How Fight Over African Immigrants Is (Literally) Dividing Houses In Israel
The refugee crisis in Israel is personal for many Israelis. In South Tel Aviv’s Shapira neighborhood, where most residents have modest incomes, one house has two signs — half the house calls for letting refugees stay; the other calls for sending them out of Israel.
One sign reads: “South Tel Aviv Is Against the Expulsion.”
Then there are some lemon trees, and the sign the house’s other residents put up. “Rehabilitation Begins with Expulsion of Infiltrators.”
The word mistanenim, or infiltrators, is a far cry from “refugees” or “asylum seekers” or “migrants,” the kinds of terms found in newspaper editorials.
The neighborhood has many African residents, and I watched as a kindergarten class composed entirely of refugee children passed the two signs on a single house. A friend explained to me that lately, neighborhood synagogues have taken to sounding alarms before Shabbat, as if to remind the growing wave of hipsters there for the affordable housing, that this is a Jewish neighborhood, that this is Israel. Surely the refugees living in the area hear these Shabbat alarms too.
I grew up in a neighborhood in New York that sounded sirens eighteen minutes before Shabbat, and I know such sounds are not necessarily sinister or political. But they do make it impossible to not notice that Shabbat is coming. And perhaps they remind a listener that there is a Jewish sense of time.

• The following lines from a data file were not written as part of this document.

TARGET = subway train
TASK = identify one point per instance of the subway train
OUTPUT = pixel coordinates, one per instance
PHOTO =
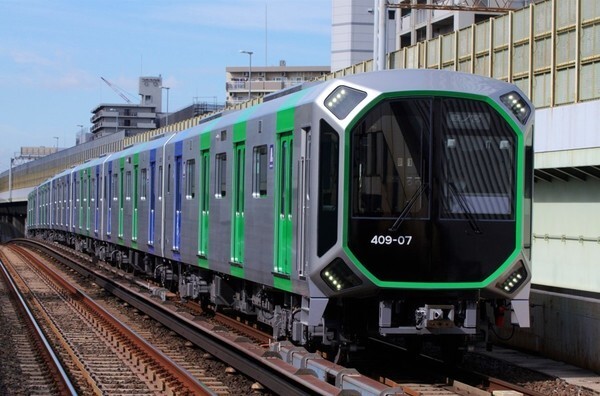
(394, 204)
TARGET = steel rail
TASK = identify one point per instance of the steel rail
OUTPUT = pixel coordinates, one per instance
(61, 378)
(238, 352)
(185, 379)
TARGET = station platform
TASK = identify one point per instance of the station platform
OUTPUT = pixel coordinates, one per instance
(570, 374)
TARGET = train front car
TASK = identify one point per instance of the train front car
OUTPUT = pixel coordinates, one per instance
(437, 178)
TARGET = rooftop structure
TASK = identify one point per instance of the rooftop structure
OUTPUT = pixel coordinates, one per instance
(248, 82)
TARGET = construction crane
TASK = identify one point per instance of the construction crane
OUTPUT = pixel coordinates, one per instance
(457, 5)
(118, 90)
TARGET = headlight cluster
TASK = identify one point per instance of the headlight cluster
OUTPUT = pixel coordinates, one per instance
(514, 280)
(343, 100)
(338, 276)
(517, 105)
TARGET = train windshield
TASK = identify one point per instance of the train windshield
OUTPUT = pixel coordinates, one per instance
(394, 173)
(477, 170)
(391, 160)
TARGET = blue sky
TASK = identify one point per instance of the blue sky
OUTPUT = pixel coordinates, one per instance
(53, 53)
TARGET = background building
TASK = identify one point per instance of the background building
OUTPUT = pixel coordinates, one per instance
(133, 118)
(244, 82)
(352, 24)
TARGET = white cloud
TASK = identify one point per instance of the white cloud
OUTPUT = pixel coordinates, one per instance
(30, 58)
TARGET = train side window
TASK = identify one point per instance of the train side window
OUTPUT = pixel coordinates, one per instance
(221, 176)
(169, 179)
(128, 186)
(144, 184)
(190, 184)
(160, 182)
(115, 187)
(259, 174)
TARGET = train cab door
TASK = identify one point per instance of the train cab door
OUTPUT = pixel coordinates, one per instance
(283, 226)
(237, 229)
(177, 208)
(303, 201)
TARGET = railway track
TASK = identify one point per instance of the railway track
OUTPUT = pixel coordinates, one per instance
(101, 354)
(31, 354)
(280, 367)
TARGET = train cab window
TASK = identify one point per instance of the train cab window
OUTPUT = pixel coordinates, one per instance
(478, 150)
(329, 149)
(221, 175)
(259, 174)
(190, 184)
(390, 160)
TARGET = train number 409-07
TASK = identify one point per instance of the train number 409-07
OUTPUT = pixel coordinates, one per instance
(388, 240)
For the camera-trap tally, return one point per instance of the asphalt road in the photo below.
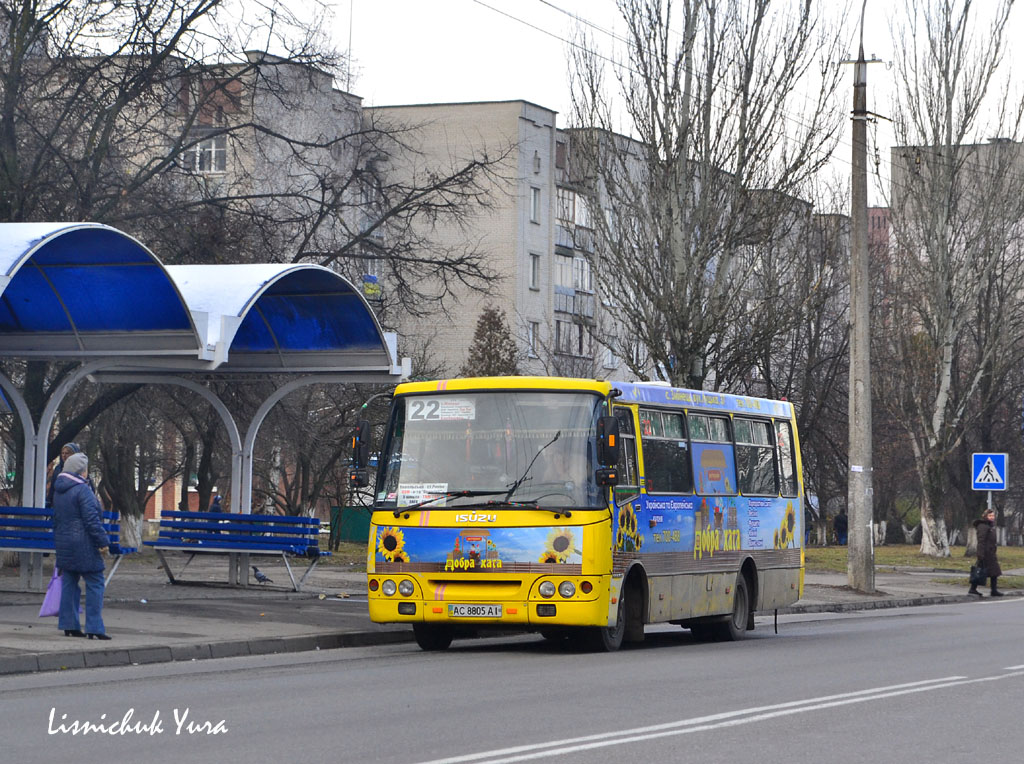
(923, 684)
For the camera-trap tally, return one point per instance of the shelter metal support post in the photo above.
(29, 430)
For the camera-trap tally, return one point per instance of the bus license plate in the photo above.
(474, 611)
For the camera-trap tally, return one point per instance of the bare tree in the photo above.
(719, 129)
(133, 460)
(954, 314)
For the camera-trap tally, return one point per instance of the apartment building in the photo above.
(536, 236)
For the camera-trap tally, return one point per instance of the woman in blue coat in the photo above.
(80, 542)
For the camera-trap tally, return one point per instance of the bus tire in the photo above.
(432, 637)
(734, 627)
(604, 639)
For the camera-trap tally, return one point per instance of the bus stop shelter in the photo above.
(93, 295)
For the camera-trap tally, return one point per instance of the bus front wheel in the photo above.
(432, 637)
(604, 639)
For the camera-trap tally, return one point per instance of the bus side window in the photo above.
(755, 457)
(786, 462)
(713, 455)
(666, 456)
(629, 482)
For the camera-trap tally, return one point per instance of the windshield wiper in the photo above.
(515, 485)
(534, 503)
(448, 495)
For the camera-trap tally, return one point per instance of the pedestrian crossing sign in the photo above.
(988, 471)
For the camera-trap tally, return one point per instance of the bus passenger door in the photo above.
(625, 515)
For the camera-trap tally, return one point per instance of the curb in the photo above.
(33, 663)
(873, 604)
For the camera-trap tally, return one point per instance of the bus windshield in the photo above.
(532, 448)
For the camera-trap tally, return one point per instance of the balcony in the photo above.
(574, 238)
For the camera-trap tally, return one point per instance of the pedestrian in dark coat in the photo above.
(985, 526)
(80, 542)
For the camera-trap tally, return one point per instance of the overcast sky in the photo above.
(435, 51)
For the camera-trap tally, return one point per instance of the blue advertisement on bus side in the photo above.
(707, 524)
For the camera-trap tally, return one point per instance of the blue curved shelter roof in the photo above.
(73, 290)
(86, 289)
(283, 316)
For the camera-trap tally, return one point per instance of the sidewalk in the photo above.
(154, 622)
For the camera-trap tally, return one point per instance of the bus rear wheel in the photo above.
(734, 627)
(432, 637)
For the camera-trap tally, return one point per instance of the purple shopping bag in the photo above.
(51, 602)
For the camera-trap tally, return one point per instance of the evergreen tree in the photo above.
(494, 352)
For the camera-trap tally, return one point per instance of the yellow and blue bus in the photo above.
(582, 509)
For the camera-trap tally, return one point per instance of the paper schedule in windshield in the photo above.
(414, 493)
(440, 410)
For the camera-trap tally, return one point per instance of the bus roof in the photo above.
(641, 392)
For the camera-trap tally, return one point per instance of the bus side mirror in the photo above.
(358, 475)
(607, 441)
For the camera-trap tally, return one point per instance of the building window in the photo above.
(563, 270)
(208, 156)
(582, 278)
(566, 207)
(571, 338)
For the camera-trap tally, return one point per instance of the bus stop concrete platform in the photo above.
(152, 621)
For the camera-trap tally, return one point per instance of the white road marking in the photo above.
(704, 723)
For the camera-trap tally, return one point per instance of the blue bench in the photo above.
(29, 531)
(240, 537)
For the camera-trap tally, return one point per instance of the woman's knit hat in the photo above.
(77, 464)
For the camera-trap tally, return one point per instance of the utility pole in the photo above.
(860, 553)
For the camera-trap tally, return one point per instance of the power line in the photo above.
(841, 141)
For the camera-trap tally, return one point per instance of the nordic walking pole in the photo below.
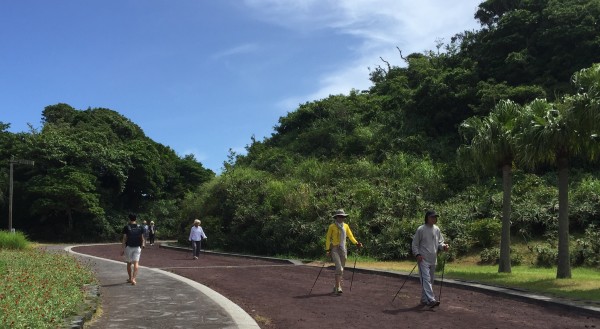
(318, 275)
(442, 282)
(353, 270)
(404, 282)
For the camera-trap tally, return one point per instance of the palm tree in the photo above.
(554, 133)
(491, 146)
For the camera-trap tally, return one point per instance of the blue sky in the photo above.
(204, 76)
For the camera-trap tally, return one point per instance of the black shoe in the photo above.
(433, 304)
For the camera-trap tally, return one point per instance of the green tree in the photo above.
(555, 133)
(491, 144)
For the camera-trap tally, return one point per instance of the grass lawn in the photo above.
(39, 289)
(584, 283)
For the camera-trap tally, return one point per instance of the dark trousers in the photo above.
(196, 247)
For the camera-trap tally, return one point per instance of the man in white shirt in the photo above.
(427, 241)
(196, 236)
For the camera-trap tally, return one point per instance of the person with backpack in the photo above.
(133, 242)
(152, 232)
(196, 236)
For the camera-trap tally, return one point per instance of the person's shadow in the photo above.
(330, 294)
(416, 308)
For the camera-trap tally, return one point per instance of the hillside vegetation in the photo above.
(497, 129)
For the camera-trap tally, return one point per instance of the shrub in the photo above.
(486, 232)
(587, 249)
(490, 256)
(13, 240)
(546, 256)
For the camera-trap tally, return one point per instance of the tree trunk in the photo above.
(504, 265)
(69, 220)
(564, 263)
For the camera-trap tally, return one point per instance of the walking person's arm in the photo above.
(415, 246)
(124, 241)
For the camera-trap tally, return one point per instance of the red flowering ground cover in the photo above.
(277, 296)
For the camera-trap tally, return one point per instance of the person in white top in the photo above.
(196, 236)
(427, 241)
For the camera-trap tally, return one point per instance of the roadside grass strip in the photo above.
(40, 289)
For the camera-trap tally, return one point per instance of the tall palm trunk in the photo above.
(564, 263)
(504, 265)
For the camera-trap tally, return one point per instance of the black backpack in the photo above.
(134, 235)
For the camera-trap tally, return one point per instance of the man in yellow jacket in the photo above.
(335, 245)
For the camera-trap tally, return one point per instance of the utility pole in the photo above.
(12, 162)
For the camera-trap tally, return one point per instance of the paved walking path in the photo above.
(167, 300)
(164, 300)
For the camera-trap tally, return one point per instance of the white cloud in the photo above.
(237, 50)
(381, 25)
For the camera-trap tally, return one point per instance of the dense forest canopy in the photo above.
(408, 143)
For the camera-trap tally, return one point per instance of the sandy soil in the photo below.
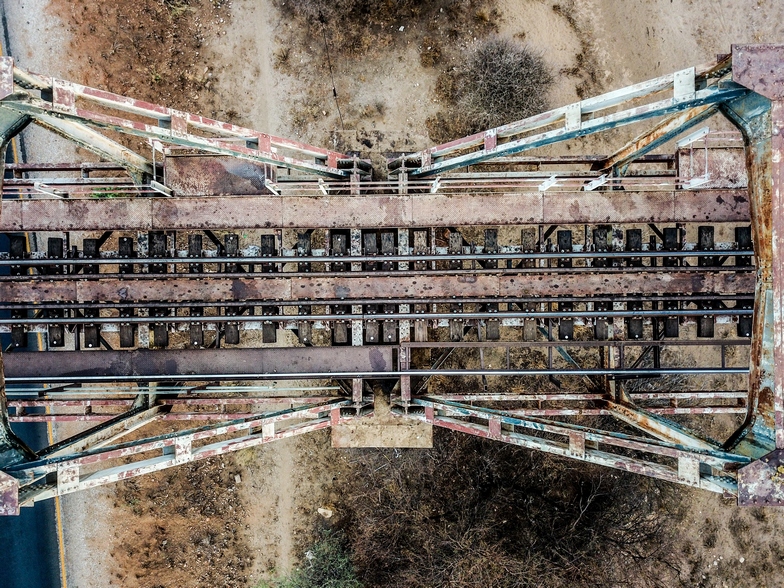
(385, 98)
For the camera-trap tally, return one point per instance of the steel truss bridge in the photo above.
(621, 309)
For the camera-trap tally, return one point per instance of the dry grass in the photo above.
(472, 512)
(500, 82)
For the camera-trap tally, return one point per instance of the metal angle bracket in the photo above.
(761, 483)
(593, 184)
(548, 183)
(9, 495)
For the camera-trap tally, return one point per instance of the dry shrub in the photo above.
(473, 512)
(500, 82)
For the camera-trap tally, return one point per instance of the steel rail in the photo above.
(644, 298)
(257, 260)
(239, 318)
(392, 374)
(386, 274)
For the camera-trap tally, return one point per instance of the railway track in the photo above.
(616, 309)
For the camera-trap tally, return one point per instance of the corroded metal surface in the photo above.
(726, 166)
(758, 67)
(346, 288)
(9, 495)
(420, 210)
(761, 483)
(200, 175)
(168, 362)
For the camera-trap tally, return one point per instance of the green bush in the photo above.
(325, 565)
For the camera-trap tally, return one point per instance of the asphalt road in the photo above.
(29, 551)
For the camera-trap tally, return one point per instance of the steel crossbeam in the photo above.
(414, 276)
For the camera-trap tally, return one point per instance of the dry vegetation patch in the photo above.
(185, 528)
(153, 50)
(472, 512)
(501, 81)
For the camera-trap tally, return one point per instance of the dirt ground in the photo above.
(226, 59)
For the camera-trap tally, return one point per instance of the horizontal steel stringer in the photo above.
(668, 461)
(693, 89)
(58, 100)
(89, 468)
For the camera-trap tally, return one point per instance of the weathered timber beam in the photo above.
(337, 289)
(420, 210)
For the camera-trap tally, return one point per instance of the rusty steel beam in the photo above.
(335, 290)
(219, 363)
(569, 122)
(660, 134)
(61, 100)
(95, 467)
(115, 427)
(371, 210)
(501, 426)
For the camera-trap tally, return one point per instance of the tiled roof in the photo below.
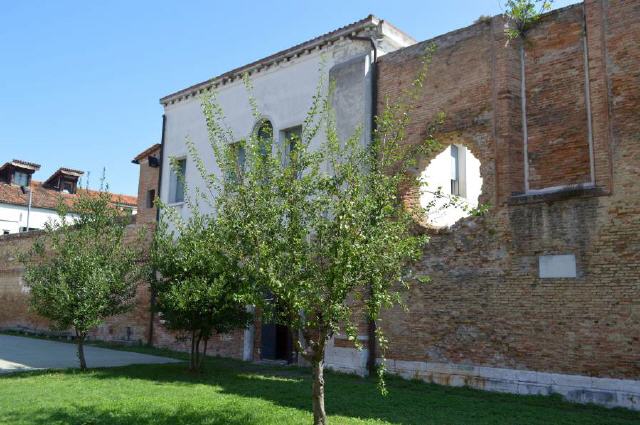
(66, 171)
(21, 164)
(145, 153)
(49, 198)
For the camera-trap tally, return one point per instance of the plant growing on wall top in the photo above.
(522, 14)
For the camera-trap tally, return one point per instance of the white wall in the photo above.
(283, 93)
(12, 217)
(437, 178)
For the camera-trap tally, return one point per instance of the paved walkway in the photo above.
(20, 353)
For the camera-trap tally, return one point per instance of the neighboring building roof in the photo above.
(49, 199)
(370, 22)
(21, 164)
(64, 171)
(145, 153)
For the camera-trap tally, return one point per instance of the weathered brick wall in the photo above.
(486, 304)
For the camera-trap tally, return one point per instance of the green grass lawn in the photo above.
(233, 393)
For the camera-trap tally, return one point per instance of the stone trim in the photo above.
(607, 392)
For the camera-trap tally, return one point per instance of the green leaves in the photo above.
(82, 270)
(523, 14)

North Tel Aviv, a twenty-minute bus ride away, is quieter and more expensive, and refugees generally don’t live there. But there are plenty of signs in the area supporting refugees. In recent weeks, signs popped up in restaurant windows stating that refugees were welcome and quoting Biblical passages, and Deuteronomy 10:19 in particular, on welcoming the stranger. Many restaurants hire refugees, and I watched as a young African man bussing tables looked at the signs.
And in Jaffa’s famous flea market, a large sign flew above, urging Israel to let refugees stay. “Help,” the sign read. “This expulsion kills.”
To newspaper readers around the world, this issue may seem like a question decided by government officials and the United Nations. But on the ground, in Tel Aviv and its surroundings, it’s personal, Biblical, historical.
Many here were refugees themselves, or had parents or grandparents who fled for their lives. Israel’s ability to remain Israel is a key concern for those on both sides of the issue, which sometimes splits two sides of the same house.